# Enjoy today they say it is your last



## Auntie (Oct 4, 2014)

So have your favorite meal with your favorite person. Do a favorite activity and enjoy your night. When nothing happens at least you will have had a great evening

The newest ?global apocalypse? date is this Friday ? wait what? | KFOR.com



> End Times Prophecies has declared the world will end on July 29 in a chain of events caused by the "polar flip" phenomenon.
> 
> The group says the polar shift will trigger worldwide tremors, setting off multiple earthquakes and a "rolling cloud" that will destroy the world.





> It's probably worth noting - the group also predicted a giant asteroid would collide with earth back in May.


----------



## Targetshooter (Dec 4, 2015)

Life will go on , " I hope " . I don't think it will happen ,but it does I know were I going .


----------



## Targetshooter (Dec 4, 2015)

God will look after his own .


----------



## csi-tech (Apr 13, 2013)

I don't buy into apocalyptic scenarios. I think we will perish in a more graduated, steady decline. I'll explain more on Monday lol.


----------



## sideKahr (Oct 15, 2014)

Of all the possible end-of-the-world causes, this is one of the least likely. For the simple fact that magnetic pole reversal has occurred hundreds of times in the past, and little or nothing has happened because of it. There is zero evidence of mass die offs or any other detectable effect coincident with pole reversals, except for the magnetic field engendered in molten rock as it cools. Besides, it takes dozens or hundreds of years for the earths field to flip, it doesn't happen overnight.

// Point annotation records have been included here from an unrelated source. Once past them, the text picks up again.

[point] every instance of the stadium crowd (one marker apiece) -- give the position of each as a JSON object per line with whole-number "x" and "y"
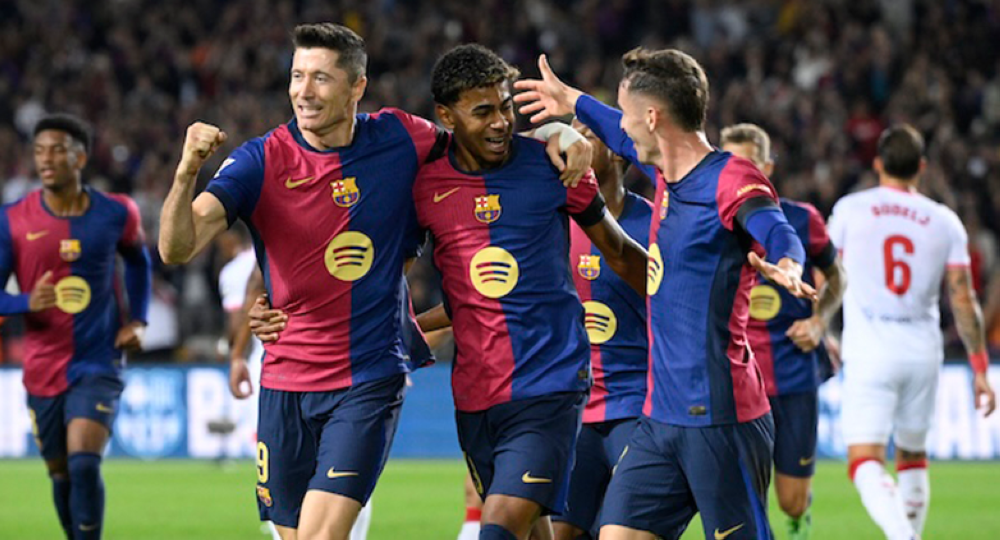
{"x": 823, "y": 77}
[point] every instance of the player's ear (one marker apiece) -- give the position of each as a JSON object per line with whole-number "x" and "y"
{"x": 445, "y": 116}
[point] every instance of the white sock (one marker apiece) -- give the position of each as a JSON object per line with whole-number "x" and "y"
{"x": 880, "y": 498}
{"x": 915, "y": 490}
{"x": 360, "y": 529}
{"x": 470, "y": 531}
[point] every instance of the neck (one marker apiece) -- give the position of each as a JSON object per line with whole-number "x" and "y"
{"x": 613, "y": 190}
{"x": 892, "y": 182}
{"x": 680, "y": 153}
{"x": 338, "y": 135}
{"x": 68, "y": 201}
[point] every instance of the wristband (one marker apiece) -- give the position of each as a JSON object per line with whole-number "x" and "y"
{"x": 568, "y": 135}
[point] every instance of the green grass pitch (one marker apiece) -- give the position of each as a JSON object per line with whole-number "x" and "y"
{"x": 423, "y": 500}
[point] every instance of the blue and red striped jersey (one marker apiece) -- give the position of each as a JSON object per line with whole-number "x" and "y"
{"x": 501, "y": 244}
{"x": 702, "y": 371}
{"x": 332, "y": 230}
{"x": 615, "y": 319}
{"x": 786, "y": 368}
{"x": 77, "y": 337}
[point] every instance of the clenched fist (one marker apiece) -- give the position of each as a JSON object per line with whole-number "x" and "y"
{"x": 201, "y": 141}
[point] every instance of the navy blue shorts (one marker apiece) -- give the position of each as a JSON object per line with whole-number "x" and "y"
{"x": 667, "y": 473}
{"x": 597, "y": 452}
{"x": 335, "y": 442}
{"x": 795, "y": 419}
{"x": 94, "y": 397}
{"x": 524, "y": 448}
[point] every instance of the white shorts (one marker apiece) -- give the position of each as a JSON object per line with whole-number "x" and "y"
{"x": 882, "y": 398}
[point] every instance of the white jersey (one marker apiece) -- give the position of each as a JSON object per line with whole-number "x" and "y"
{"x": 896, "y": 246}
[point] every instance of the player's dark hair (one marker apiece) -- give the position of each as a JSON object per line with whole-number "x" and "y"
{"x": 672, "y": 77}
{"x": 76, "y": 127}
{"x": 467, "y": 67}
{"x": 353, "y": 57}
{"x": 901, "y": 148}
{"x": 749, "y": 133}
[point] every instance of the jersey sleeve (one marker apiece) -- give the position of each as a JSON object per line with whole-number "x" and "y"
{"x": 237, "y": 183}
{"x": 819, "y": 249}
{"x": 428, "y": 139}
{"x": 958, "y": 249}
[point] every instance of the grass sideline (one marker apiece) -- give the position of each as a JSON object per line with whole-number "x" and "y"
{"x": 423, "y": 500}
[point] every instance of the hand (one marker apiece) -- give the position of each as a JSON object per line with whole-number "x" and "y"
{"x": 43, "y": 296}
{"x": 130, "y": 336}
{"x": 240, "y": 384}
{"x": 807, "y": 333}
{"x": 787, "y": 273}
{"x": 266, "y": 323}
{"x": 548, "y": 97}
{"x": 201, "y": 141}
{"x": 986, "y": 400}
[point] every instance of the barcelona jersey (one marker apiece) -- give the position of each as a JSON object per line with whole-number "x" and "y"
{"x": 332, "y": 230}
{"x": 77, "y": 337}
{"x": 773, "y": 310}
{"x": 615, "y": 319}
{"x": 501, "y": 243}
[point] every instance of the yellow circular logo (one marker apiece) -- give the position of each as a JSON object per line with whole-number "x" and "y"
{"x": 72, "y": 294}
{"x": 349, "y": 256}
{"x": 655, "y": 274}
{"x": 765, "y": 302}
{"x": 600, "y": 321}
{"x": 493, "y": 272}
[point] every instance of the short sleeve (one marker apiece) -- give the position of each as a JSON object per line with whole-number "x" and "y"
{"x": 237, "y": 183}
{"x": 739, "y": 182}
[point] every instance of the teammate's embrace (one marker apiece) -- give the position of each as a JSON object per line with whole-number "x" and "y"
{"x": 898, "y": 246}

There are lots of real disasters to worry about, this is a non-starter.


----------



## Slippy (Nov 14, 2013)

sideKahr said:


> Of all the possible end-of-the-world causes, this is one of the least likely. For the simple fact that magnetic pole reversal has occurred hundreds of times in the past, and little or nothing has happened because of it. There is zero evidence of mass die offs or any other detectable effect coincident with pole reversals, except for the magnetic field engendered in molten rock as it cools. Besides, it takes dozens or hundreds of years for the earths field to flip, it doesn't happen overnight.
> 
> There are lots of real disasters to worry about, this is a non-starter.


Party Pooper^^^


----------



## rstanek (Nov 9, 2012)

I thank God for every day he has given me, he will take me when it's time, I'm just passing through anyway....


----------



## Sasquatch (Dec 12, 2014)

Well if that's the case I'm coming out of the closet! I've been in there for 2 hours looking for a gay guy to beat up and haven't seen a one.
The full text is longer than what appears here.